Modelled as a crouching lion with head raised and a trumpet-shaped aperture to the back, covered overall in an olive-green glaze.
Provenance
This is illustrated and catalogued in Chinese Ceramics in the Carl Kempe Collection, Stockholm, 1964, by Bo Gyllensvard, pl 16, where it is described as 16. Candlestick in the shape of a crouching lion with a holder on his back. Carved and incised details. Yueh yao. Found at Shao-hsing, Chekiang. Height 80 mm, Length 126 mm, Six dynasties (220 to 589 AD).It is also illustrated together with our candlestick, AW36, on p. 28 where they are photographed together
Literature
According to Bo Gyllensvard in Chinese Ceramics in the Carl Kempe Collection, these candlesticks probably come from a site discovered by and written about by A.E. Brankston, Yueh-ware of the Nine Rocks kilns, The Burlington Magazine, Volume LXXIII, December 1938.
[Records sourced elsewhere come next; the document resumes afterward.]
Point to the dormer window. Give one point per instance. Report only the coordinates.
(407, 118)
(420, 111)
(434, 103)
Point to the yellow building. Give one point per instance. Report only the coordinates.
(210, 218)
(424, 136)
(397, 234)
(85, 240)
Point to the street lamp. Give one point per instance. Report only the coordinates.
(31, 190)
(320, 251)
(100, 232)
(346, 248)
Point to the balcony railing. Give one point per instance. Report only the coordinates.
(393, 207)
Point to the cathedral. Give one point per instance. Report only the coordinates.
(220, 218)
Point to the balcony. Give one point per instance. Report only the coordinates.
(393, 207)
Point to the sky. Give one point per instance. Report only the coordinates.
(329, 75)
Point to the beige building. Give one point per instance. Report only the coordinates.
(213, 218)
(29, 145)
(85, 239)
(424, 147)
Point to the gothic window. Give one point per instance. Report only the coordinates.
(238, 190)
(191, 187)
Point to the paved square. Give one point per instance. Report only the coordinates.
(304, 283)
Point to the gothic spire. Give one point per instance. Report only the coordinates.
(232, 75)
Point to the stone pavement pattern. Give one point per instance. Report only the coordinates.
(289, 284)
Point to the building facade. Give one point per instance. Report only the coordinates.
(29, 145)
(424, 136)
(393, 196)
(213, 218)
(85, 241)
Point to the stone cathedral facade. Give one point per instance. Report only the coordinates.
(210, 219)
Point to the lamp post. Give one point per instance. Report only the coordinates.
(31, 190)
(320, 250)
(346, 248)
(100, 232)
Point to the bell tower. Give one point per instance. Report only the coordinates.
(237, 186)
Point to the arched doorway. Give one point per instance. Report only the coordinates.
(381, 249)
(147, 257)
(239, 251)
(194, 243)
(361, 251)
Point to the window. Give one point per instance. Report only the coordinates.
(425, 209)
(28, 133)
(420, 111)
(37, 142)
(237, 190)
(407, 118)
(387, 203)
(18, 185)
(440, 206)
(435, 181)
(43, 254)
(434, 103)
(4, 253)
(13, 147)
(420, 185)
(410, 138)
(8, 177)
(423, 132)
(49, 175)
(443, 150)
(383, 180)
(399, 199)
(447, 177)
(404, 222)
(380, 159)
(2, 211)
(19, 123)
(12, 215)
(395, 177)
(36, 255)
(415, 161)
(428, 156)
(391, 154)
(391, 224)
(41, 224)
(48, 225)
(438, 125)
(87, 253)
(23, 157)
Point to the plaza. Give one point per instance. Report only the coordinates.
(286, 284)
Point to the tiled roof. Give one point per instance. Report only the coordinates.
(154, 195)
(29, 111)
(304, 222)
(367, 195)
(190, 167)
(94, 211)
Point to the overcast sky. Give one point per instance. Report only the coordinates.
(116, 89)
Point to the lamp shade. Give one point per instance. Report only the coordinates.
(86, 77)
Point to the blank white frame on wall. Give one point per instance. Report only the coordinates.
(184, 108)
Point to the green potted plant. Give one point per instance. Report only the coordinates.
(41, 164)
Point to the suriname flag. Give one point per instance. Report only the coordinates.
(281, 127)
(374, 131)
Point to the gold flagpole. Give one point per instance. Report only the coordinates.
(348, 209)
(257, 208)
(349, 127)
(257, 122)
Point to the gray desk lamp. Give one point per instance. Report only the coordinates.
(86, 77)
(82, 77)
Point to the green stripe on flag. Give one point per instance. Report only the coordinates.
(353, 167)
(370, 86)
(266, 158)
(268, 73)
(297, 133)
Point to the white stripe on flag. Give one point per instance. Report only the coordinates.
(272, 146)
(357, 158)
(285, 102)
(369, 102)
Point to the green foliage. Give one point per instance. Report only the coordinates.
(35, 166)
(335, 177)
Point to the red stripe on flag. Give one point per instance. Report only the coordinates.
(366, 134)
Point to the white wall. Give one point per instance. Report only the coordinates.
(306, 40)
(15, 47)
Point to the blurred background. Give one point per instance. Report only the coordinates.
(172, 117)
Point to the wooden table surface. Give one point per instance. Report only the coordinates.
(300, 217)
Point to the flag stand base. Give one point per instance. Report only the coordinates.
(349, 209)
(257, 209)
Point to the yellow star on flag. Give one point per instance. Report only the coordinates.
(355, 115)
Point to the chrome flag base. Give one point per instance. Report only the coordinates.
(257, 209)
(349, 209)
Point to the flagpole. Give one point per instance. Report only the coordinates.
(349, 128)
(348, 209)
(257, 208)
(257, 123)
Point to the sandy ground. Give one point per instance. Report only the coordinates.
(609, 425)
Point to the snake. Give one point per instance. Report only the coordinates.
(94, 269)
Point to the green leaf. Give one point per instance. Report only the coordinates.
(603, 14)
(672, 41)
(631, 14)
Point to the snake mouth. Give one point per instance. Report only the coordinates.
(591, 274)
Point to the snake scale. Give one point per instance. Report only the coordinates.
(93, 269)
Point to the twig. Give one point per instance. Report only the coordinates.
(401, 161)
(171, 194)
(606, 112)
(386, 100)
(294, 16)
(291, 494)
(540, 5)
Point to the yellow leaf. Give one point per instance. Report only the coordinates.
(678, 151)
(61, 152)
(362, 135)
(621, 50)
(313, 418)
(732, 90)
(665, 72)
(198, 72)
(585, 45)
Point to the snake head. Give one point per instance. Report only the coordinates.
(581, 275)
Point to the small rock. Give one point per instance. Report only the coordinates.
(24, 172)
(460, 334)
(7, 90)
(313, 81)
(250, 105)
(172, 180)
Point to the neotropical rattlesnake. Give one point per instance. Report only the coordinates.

The British Museum has a comparable figure (theirs catalogued as a brushwasher), also dated to the Six Dynasties period (265 - 589), museum number 1943,0215.6.
For a very similar example of a lion candlestick in Yueh ware from the Cuncliffe Collection, see plate 9b, p 49, G. St. G.M. Gompertz, Chinese Celadon Wares, Faber Monograph series, London, 1980, Revised Edition. Gompertz questions if this was indeed a lion candlestick or could have been a water vessel. Gompertz also refers to a poem composed by the Tang poet Hsu Yin, in appreciation of Yueh ware and we quote:
Like bright moons cunningly carved and dyed with spring water:
Like curling disks of thinnest ice, filled with green clouds:
Like ancient moss-eaten bronze mirrors lying upon the mat:
Like tender lotus leaves full of dewdrops floating on the river-side.